Michael Froman said the ongoing talks are allowing the president to make good on his 2008 promise to reopen the old North American Free Trade Agreement to improve labour and environmental standards.
"As a candidate for president, then-senator Obama said he would renegotiate NAFTA, put labour and environmental standards at the core of trade agreements, and make those standards enforceable like any commercial commitment," Froman said in a speech Tuesday to the Center for American Progress.
"And that's ... exactly what we're doing in TPP: upgrading our trading relationships not only with Mexico and Canada but with nine other countries as well."
The issue of reopening NAFTA bedevilled Obama's first presidential campaign and may have delayed his victory in the Democratic primary.
His campaign was sideswiped by chatter from Canada that the promise was an empty one and not to be taken seriously. The ensuing controversy led to a leak investigation in Canada and rocked the office of Prime Minister Stephen Harper.
Just as it did six years ago, the Harper government again played down the idea that the agreement was being reopened.
"We are not re-negotiating NAFTA," said a spokesman for Prime Minister Stephen Harper, who is in Mexico for Wednesday's so-called Three Amigos summit with Obama and Mexican President Enrique Pena Nieto.
"It would be inaccurate to say so."
Still, the Froman comments caused some head-scratching on different parts of the continent.
One watcher of Canada-U.S. relations said it was unclear whether Froman meant to say NAFTA provisions might actually be reopened in the new trade talks, or whether he was just trying to cast the TPP as different from a 20-year-old agreement that is relatively unpopular in the U.S.
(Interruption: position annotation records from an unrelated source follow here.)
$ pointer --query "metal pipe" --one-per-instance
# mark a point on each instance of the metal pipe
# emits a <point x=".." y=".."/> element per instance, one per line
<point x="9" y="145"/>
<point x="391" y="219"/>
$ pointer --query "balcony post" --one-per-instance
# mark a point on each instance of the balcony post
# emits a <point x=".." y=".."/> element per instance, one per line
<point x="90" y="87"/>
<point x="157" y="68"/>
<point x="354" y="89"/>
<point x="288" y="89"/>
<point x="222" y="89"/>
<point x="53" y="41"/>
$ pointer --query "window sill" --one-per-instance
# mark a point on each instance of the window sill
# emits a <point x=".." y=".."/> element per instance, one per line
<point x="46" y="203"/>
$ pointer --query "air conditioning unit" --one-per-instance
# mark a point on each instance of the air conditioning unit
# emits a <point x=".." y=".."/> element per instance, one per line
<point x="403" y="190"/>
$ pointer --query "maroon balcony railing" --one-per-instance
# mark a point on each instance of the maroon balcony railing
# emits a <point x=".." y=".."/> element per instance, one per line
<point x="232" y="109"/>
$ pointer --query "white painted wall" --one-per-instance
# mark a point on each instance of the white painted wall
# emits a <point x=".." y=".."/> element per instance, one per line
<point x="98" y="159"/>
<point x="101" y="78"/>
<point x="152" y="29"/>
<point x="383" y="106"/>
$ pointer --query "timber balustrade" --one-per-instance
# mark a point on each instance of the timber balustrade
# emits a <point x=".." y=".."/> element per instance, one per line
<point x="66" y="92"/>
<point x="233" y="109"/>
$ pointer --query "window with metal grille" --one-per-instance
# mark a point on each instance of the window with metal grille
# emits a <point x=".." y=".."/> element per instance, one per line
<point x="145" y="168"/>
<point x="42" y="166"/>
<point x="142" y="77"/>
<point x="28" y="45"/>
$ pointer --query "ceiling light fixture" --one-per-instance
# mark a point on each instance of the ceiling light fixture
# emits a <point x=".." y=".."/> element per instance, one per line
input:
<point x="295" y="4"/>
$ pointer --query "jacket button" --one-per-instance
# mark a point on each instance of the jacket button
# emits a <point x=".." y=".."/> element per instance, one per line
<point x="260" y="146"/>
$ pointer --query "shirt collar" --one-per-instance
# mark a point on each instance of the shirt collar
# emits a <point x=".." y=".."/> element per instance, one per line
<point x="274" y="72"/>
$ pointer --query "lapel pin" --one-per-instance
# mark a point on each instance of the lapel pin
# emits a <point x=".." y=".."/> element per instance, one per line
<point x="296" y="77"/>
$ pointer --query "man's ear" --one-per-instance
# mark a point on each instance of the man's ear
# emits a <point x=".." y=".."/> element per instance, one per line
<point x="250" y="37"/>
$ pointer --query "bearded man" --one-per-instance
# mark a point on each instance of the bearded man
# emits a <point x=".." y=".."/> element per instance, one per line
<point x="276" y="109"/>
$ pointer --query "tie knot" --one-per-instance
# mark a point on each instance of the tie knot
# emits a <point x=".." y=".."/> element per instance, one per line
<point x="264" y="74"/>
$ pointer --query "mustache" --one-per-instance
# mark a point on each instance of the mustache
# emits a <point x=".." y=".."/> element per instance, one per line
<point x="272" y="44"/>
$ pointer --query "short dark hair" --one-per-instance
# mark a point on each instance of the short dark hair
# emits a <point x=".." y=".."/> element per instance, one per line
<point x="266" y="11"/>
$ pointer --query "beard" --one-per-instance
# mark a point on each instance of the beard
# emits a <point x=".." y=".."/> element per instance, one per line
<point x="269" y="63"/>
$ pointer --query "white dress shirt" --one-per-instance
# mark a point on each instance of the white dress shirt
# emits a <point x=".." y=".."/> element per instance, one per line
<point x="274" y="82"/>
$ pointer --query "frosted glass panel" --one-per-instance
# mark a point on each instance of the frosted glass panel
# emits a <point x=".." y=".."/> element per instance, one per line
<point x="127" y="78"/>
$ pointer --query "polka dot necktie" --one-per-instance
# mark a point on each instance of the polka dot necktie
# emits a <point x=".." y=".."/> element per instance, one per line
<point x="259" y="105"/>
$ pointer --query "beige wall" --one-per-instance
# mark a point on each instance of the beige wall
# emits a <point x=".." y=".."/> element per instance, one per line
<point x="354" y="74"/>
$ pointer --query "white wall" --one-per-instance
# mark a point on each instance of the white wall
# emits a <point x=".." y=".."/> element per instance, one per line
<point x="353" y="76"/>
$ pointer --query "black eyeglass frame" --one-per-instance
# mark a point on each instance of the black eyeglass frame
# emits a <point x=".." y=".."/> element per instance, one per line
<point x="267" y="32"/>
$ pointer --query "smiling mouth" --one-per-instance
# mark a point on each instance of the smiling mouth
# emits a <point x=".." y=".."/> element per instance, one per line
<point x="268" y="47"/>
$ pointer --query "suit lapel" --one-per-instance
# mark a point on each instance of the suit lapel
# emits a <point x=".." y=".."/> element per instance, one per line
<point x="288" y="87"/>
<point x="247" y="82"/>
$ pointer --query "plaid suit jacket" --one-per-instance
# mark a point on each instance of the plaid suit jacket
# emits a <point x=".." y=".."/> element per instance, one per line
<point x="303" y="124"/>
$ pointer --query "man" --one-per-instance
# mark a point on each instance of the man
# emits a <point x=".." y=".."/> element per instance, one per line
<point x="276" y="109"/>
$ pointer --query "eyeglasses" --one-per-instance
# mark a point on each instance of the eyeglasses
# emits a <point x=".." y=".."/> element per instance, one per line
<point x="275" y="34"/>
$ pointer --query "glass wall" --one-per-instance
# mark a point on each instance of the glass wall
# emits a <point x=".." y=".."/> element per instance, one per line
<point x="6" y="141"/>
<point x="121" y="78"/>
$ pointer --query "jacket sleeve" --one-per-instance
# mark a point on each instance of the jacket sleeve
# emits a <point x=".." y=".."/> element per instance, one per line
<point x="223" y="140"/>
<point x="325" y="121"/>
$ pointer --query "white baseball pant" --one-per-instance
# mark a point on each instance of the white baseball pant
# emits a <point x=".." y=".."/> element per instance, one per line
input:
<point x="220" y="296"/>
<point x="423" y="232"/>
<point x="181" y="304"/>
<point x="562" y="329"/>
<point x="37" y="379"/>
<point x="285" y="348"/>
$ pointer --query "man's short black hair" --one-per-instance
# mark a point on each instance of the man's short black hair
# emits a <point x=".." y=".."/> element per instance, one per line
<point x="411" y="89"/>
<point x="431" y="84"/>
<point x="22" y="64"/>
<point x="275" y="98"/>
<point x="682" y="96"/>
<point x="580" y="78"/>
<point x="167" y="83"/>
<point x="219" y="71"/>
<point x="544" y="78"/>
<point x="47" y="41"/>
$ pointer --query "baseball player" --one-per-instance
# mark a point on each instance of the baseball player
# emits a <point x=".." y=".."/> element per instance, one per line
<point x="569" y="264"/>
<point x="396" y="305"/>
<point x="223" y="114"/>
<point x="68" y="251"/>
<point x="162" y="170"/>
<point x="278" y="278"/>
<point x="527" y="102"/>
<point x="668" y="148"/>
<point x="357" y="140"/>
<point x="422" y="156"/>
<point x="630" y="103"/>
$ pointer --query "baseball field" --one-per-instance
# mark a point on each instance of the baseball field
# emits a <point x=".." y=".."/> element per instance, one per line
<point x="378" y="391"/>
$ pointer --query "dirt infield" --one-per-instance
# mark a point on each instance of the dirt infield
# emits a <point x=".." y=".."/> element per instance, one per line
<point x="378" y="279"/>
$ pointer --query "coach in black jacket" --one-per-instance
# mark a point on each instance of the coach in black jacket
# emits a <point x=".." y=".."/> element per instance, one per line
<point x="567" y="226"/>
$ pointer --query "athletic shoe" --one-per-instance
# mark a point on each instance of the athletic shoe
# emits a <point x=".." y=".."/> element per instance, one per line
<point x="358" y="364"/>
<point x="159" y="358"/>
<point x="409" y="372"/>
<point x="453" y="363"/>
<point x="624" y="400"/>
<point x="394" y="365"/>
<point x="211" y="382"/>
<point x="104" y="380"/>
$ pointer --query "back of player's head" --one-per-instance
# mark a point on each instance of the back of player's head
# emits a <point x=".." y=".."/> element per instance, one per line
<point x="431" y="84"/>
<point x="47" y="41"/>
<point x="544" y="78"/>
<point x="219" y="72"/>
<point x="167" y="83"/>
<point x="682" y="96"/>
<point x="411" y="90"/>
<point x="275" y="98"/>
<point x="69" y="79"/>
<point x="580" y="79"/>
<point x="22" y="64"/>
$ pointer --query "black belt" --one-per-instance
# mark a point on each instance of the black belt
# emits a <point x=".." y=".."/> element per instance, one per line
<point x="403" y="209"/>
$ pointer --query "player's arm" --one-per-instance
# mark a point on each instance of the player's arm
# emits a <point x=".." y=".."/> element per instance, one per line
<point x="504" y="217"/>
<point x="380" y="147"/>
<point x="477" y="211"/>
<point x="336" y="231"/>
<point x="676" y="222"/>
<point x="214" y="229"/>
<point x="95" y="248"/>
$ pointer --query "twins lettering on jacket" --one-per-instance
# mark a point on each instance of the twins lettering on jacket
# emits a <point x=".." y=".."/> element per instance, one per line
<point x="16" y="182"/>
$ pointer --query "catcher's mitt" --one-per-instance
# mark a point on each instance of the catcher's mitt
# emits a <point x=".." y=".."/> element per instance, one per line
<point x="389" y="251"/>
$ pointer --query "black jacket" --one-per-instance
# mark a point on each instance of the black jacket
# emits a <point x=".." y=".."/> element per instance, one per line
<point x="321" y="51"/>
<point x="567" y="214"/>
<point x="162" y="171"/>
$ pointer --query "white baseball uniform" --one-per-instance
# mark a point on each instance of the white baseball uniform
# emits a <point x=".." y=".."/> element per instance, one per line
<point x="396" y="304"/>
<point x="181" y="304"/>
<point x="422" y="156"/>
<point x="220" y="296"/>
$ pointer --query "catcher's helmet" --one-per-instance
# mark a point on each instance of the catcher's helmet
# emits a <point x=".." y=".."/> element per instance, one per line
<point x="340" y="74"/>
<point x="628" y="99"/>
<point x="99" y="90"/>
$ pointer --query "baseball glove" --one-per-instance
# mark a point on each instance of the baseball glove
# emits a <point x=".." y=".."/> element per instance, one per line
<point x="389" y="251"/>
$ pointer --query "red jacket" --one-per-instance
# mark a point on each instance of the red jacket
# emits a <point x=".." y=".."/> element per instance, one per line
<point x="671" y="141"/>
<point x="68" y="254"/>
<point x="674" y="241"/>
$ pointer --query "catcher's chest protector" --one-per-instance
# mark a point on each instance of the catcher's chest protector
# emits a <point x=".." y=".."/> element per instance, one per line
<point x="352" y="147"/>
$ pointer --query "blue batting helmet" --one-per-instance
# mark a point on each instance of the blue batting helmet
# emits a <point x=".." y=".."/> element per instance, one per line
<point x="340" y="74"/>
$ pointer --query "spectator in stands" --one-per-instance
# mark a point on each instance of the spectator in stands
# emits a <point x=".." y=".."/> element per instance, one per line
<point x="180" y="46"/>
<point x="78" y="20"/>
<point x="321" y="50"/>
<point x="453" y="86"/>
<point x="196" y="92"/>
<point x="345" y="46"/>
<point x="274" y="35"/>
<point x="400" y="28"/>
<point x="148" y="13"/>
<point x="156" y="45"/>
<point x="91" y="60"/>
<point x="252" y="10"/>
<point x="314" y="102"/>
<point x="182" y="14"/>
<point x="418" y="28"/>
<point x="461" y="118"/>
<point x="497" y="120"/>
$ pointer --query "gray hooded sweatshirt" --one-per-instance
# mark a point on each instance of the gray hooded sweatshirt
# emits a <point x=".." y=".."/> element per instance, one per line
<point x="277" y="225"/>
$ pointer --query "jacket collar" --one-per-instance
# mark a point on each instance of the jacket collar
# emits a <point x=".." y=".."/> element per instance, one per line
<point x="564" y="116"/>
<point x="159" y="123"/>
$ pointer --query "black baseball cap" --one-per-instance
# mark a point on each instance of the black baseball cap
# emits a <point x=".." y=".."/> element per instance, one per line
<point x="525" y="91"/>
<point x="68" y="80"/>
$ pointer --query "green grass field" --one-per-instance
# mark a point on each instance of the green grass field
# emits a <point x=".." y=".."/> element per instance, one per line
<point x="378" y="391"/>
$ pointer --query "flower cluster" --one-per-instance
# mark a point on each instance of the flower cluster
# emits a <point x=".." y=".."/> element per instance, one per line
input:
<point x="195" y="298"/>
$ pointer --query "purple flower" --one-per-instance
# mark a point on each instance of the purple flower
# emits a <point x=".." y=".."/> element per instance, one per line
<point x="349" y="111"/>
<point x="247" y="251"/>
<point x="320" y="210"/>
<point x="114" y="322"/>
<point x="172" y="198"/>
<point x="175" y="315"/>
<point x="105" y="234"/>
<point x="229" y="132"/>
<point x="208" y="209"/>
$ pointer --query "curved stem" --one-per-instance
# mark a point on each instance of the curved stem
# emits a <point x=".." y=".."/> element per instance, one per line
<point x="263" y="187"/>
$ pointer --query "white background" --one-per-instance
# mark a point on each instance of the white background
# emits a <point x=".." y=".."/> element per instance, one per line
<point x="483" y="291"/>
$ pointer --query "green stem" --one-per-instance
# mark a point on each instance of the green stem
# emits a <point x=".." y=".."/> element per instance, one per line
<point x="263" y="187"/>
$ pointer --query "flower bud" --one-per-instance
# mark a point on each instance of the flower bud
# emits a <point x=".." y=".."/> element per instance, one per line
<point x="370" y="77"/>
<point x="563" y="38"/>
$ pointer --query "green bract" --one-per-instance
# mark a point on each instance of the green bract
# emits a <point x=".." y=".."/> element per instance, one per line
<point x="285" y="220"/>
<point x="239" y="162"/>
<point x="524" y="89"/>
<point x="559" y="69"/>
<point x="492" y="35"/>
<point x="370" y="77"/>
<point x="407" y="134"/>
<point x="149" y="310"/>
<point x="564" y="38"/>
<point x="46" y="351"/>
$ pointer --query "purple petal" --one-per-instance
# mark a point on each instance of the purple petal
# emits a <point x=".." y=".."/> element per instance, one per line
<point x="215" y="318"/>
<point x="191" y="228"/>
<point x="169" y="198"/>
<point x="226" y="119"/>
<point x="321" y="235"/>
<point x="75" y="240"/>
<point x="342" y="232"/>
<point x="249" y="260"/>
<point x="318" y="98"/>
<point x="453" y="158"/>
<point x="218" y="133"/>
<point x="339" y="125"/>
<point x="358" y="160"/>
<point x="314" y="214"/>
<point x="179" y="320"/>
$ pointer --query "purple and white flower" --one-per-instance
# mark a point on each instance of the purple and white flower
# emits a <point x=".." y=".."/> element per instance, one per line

A 2010 poll by the Pew Center points to seemingly contradictory attitudes in the U.S. on trade.
Some 76 per cent of respondents said they supported more trade with Canada, and 52 per cent said they supported more with Mexico, but only 35 per cent of those surveyed said they liked NAFTA.
The Canadian-American Business Council said it's probably best if North American countries team up to negotiate as a united front with Asia — and not renegotiate NAFTA against each other.
"We took note of USTR Ambassador Froman's comments today that the Obama Administration is looking to the TPP to fulfill a campaign promise to renegotiate NAFTA," said Maryscott Greenwood, a D.C.-based senior adviser with the council.
"Our view is that while NAFTA needs to be modernized, all in all it was a success and we would hope that the NAFTA countries approach future trade deals together as a block instead of as competitors."
There was a similar message in a document released Tuesday by the Wilson Center, a Washington-based think-tank.
The 68-page report on North American relations suggests the three countries stand to gain if they approach the TPP as a united front. One benefit of that approach, it said, was that goods built by more than one NAFTA country would be treated the same way in the new trade zone.
The report also touted the benefits of greater internal North American trade.
It cited a study that the average Mexican product purchased in the U.S. carried 40 per cent American content — and that the average Canadian product purchased in the U.S. carried 25 per cent American content.
By comparison, the figure for Chinese goods was only four per cent.
At an event at the Wilson Institute, timed to coincide with the Mexican summit, one panellist suggested those stats make a mockery of a famous prediction from 1992 presidential candidate Ross Perot — that NAFTA would send U.S. jobs to Mexico.
The centre's Christopher Wilson said NAFTA has actually proven to be a defence mechanism — against the risk of losing jobs to China.